Mark plays the japanese banjo...

Going to start breaking the trip down into single days in an effort to keep the ball moving forward here a bit more…


 

We woke early and caught the train to the Kansai Airport where we hopped on a flight to the New Ishigaki Airport.

Once in Ishigaki, we took a bus to the port where we boarded a ship to take us to Iriomote-jin. Not before purchasing a really delicious burger though. Note to self: if you ever have a ‘home’ again – keep wasabi on hand not just for sushi, but as a burger condiment as well.

Seriously, wasabi is an amazing burger condiment!
Seriously, wasabi is an amazing burger condiment!

For those keeping track, on this single day, Mark and I availed ourselves of the following means of transportation:

  • Feet
  • Train
  • Plane
  • Boat
  • Bus
  • Water Buffalo

Catch that one did you? Yeah. Water buffalo. There’s a smaller island just off of Iriomote (called Yubu Island). The intervening distance is pretty shallow and somewhere in the past, the locals realized that they could lead carts across to the island being pulled by water buffalo. Fast forward a few decades and the transportation method is mostly a tourist trap, but what the hell? We were tourists, and it seemed fun, so away we went.

Maybe not OUR trusty steed, but one just like it...
Maybe not OUR trusty steed, but one just like it…

It was a very good call. While crossing, our host even played a little live music on his… banjo? Lute? Not sure what to call it. Ok music peeps – educate me.

The cart had a ‘privacy panel’ which the driver lifted to shield us from the view when the water buffalo did its business.

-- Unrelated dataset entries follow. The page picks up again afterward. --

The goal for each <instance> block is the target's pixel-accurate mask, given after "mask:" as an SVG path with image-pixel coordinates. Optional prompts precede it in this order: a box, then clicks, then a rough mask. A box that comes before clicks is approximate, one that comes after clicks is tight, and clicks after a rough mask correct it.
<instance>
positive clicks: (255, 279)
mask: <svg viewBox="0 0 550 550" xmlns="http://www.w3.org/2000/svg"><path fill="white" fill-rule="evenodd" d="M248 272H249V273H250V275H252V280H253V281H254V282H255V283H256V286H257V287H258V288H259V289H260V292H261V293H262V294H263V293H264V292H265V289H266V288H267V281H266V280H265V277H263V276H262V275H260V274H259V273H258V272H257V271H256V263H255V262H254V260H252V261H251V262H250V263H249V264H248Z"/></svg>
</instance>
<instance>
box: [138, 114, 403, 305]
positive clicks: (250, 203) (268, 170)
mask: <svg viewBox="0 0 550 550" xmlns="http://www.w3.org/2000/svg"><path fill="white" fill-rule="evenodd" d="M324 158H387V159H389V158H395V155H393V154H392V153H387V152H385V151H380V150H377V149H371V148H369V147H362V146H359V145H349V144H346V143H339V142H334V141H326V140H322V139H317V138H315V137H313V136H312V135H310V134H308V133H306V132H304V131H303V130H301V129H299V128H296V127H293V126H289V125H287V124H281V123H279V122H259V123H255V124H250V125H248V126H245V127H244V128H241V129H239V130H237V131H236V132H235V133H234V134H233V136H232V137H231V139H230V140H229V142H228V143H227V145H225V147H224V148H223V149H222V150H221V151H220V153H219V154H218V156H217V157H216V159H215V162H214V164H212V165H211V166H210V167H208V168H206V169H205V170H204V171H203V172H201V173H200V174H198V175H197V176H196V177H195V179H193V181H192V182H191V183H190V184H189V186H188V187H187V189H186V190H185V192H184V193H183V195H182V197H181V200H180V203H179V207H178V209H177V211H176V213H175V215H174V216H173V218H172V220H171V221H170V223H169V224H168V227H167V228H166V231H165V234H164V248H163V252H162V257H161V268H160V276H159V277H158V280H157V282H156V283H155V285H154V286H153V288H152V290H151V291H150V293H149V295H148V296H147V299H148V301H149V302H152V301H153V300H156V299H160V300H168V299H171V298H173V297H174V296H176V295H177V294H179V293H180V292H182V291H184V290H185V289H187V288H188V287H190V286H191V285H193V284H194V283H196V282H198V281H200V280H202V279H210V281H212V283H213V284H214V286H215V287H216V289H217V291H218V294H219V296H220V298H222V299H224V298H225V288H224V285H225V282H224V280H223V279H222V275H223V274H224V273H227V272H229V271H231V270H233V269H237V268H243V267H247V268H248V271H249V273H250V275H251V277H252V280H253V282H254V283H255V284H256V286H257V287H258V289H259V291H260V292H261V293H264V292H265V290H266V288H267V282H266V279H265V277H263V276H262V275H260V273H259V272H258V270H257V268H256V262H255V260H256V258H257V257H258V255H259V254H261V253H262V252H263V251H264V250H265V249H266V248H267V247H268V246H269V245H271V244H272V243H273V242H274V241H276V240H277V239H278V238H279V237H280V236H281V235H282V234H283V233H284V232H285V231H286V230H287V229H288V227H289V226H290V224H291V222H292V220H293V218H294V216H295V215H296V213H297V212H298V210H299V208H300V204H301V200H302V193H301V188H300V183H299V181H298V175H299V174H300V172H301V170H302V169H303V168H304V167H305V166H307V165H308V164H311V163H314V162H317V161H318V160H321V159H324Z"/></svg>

We both had a good chuckle about that.

On the island itself there was an impressive amount of things to do given the size of the island. A gardens area, a restaraunt, and the home for the water buffalos all were packed on the island which couldn’t have been much bigger than a fistfull of city blocks.

Mark and I turned in our coupons for a free glass of pineapple juice. It was delish. Fresh as it gets. We also debated trying the regional funky ice cream flavor*, but decided against it in favor of some pork and noodles soup at the restaraunt. Quite tasty, but too much grissle for my liking.

I've always loved soups, and Japan is a country that shares that love.
I’ve always loved soups, and Japan is a country that shares that love.

We left the tiny island the way we came – we caught the last water buffalo out of town. I just like saying that.

Back on the bus, we continued on to our home for the night. We made it in time for dinner and a show – more live music with the same sort of instrument – this time by our new friend Aki (short for Akiro). Aki proved to be a great resource and Mark talked to him a good deal about our upcoming trek and safet樂威壯
y precautions as Aki had done the traverse several times. I believe he also caught the fresh fish we ate for dinner. Aki? He’s kinda a renaissance guy.

Aki - fisherman, musician, and trekker.
Aki – fisherman, musician, and trekker.

 

*That’s a thing in Japan. It seems like wherever you go there’s a regional flavor that they make into pretty much everything, and they start with ice cream. I’m certain (though I haven’t seen it yet myself) that there’s a region who has the flavor (and thus the ice cream based on) “seaweed”.